И от казачьих жизней, от укладов казачьих семейств шагали прямо в буревую, заревую историю – в Первую мировую, в трагедию революции, в гражданскую войну.

Художник всегда смотрит вперёд. Даже если он глядит назад. В бездны времён; во тьму канувших судеб.

Да ведь Шолохову та эпоха была предельно близка, она была ему пронзительно, остро-родная, – как и многим людям его поколения.

Куда шёл русский народ? Куда он стремился?

И главное: дошёл ли?

Шолохов вынужден был стать историческим оптимистом. Вокруг него вставала, ширилась, вздымалась ввысь, напряженно боролась, в муках и победах строилась-возводилась первая в мире страна социализма. Он просто не имел права быть другим писателем. С иной социальной позицией. Не потому, что он страшился Сталина; а потому, что он – верил.

Верил – в победу социализма.

Того общественного строя, к которому всем корпусом, всей тяжестью истории повернулся весь народ.

Я читала документальную книгу Валерия Шамбарова «Белогвардейщина». Когда я прочитала у Шамбарова: на 1500000 красноармейцев приходилось 150000 белогвардейцев, – я призадумалась. Почему так?

За новую власть народа в стране, лишившейся своего Царя и старого строя, людей было вдесятеро больше. Такова историческая истина.

***

Почему эпопея Михаила Шолохова стала в мире такой знаменитой? Почему этому роману дали Нобелевскую премию? Да, потому, что хорошо, великолепно написан, спору нет. А что такое писателю – хорошо писать? В чем хорошесть эта? Где она таится? В тропах, эпитетах, метафорах?

…в характерах она таится. В изображённой густо, плотно, ярко, сильно жизни людей – донских казаков.

И превыше всего в том, как жизни этих самых казаков вписываются в пресловутый ход времён.

Время. Вот главная материя, с которой работает писатель. Художник.

Время – загадка; время – трагедия; время – безвременье и бессмертие. Вечность – это тоже время: растянутое до неимоверности, неоглядное, неохватное.

Тот, кто не ощущает на вкус вечность, тот и время не напишет.

Сию минуту – не напишет; не только разворот по ветру, над полками и ротами, прежних военных штандартов.

Молодой Шолохов замахнулся на гигантскую фреску. Там надо было изобразить толпы народу; людей, людей и людей; и станицы, и площади больших городов, и дым сражений, и безумие восстаний, и выстрелы и гибель, и великую любовь, и великую жестокость. Замахнулся! Да! Дерзость? Да!
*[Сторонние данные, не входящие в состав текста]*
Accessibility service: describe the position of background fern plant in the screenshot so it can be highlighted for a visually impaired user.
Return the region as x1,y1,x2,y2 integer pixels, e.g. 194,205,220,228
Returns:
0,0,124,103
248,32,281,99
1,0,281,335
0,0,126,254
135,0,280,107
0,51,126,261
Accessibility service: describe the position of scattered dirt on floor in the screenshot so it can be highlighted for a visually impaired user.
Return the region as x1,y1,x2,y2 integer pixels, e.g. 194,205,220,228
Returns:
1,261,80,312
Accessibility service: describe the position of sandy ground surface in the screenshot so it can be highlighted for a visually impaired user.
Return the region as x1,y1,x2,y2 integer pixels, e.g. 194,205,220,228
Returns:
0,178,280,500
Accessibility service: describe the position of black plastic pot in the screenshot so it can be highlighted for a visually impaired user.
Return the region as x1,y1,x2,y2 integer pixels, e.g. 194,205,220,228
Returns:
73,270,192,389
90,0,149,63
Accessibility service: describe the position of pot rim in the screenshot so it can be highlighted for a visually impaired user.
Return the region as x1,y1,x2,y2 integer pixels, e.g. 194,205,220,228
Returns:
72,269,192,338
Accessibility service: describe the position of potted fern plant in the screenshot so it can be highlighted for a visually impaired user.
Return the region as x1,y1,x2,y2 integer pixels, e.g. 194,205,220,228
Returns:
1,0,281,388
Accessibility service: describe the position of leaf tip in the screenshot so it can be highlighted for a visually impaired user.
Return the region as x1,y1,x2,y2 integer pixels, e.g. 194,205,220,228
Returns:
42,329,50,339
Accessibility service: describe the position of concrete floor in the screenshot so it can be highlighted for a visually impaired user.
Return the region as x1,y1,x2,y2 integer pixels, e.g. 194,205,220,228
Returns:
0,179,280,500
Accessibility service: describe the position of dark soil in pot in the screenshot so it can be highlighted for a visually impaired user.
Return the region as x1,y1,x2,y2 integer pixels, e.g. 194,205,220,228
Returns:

А делать художнику нечего: художник, рисуй!

И он – рисовал.

Создавал свою грандиозную, на века, фреску.

Для создания подобной фрески надо быть монументалистом: это значит – уметь и мочь обозревать большие пространства и громадные времена.

Когда Сергей Бондарчук снимал фильм «Война и мiръ», по всемирно известной эпопее Льва Толстого, он смело пользовался таким, в те времена, новомодным и ещё не всеми режиссёрами освоенным киношным приемом: вертолёт взлетал над бранным полем, земля опускалась, дымы выстрелов и люди, понарошку убивающие друг друга, оставались далеко внизу, а взгляд твой, воля твоя, сердце твоё, время твоё – поднимались. Ракурс обязывал осмыслить человеческое – на Божием уровне. С небес. В небесах.

Вот так изображал Шолохов всё земное, всё родное-казачье – и нос к носу, близко и кровно, и – в охвате, в перспективе, в широте поднебесного взгляда, этих пристальных глаз, что из настоящего плавно перетекают, глядят – в будущее.